Most people have heard much about the incredible benefits of Omega-3 fatty acids. They help to ease joint pain, strengthen eye health, lower the risk of heart disease, and so much more. The most effective way to deliver these healthy fatty acids to the body is through consuming oily fish such as tuna, mackerel, and salmon. Omega-3 fatty acids promote optimal brain health in two specific categories; the prefrontal cortex, where motivation develops and the nucleus accumbens, which regulates emotions. With control over motivation and emotional regulators, the brain feels less stressed out and diminishes cellular inflammation, which is one of the leading causes of anxiety and depression.

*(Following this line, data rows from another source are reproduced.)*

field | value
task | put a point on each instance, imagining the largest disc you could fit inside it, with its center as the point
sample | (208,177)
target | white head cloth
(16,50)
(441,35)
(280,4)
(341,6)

The sea is a great provider many benefits for normal brain health.

Dark, Leafy Greens

Swiss chard, spinach, kale, and collard greens are excellent choices to add essential vitamins to the body, as they help to reduce anxiety. Dark, leafy greens are nutrient dense and contain the highest concentration of vitamins and minerals that the body needs. These are real superfoods, as they can be mixed into everything from smoothies to omelets to ice cream and everything in between. They act as an armor by producing antioxidant and anti-inflammatory benefits throughout your body and brain. These greens have proven to reduce stress and anxiety by giving the brain blasts of folate--a critical factor in healthy neurotransmitter connections.